Rahul Trivedi, Max Planck Institute of Quantum Optics, Munich

Seminar series
CMT Forum

Quantum simulation of many-body physics in the presence of noise.

Quantum computers offer a promising approach to simulating many-body physics. While a comprehensive set of algorithms for many-body problems has been developed for fully fault-tolerant quantum computers, current and next-generation platforms are expected to operate either directly on noisy physical qubits or with only moderate error correction. This raises a fundamental theoretical question: How well can quantum many-body problems be solved on noisy analog or digital quantum simulators?
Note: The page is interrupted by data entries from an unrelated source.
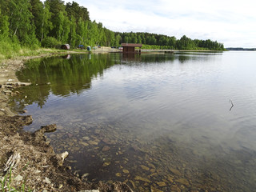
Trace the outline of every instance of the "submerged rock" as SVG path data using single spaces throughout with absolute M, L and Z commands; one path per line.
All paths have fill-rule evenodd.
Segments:
M 102 151 L 107 151 L 107 150 L 110 150 L 110 147 L 107 146 L 105 146 L 103 148 L 102 148 Z
M 149 179 L 145 178 L 142 178 L 140 176 L 136 176 L 134 178 L 135 180 L 139 180 L 139 181 L 142 181 L 142 182 L 151 182 Z

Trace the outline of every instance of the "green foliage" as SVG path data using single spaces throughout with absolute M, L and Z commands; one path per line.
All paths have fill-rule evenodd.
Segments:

In this talk, I will describe our efforts to understand the noise robustness of quantum simulators and to analyze meaningful notions of quantum advantage in simulating quantum many-body physics. In particular, I will show that, due to quasi-locality properties present in physically relevant models, their quantum simulation avoids a worst-case proliferation of errors. This holds both when the target model is natively implementable on the simulator and when nontrivial problem-to-simulator mappings are required, such as Trotterization, Floquet–Magnus expansions, and perturbative expansions. Next, I will address the possibility of a quantum advantage for simulating many-body systems, that are noise-robust, both with respect to noise-rate scaling and system-size scaling, and connect this to the classical complexity of simulating geometrically local quantum circuits. I will conclude with an overview of some of our broader research activity in the field of many-body open quantum systems, both in connection to quantum information processing in the presence of noise as well as to further the fundamental understanding of many-body open systems.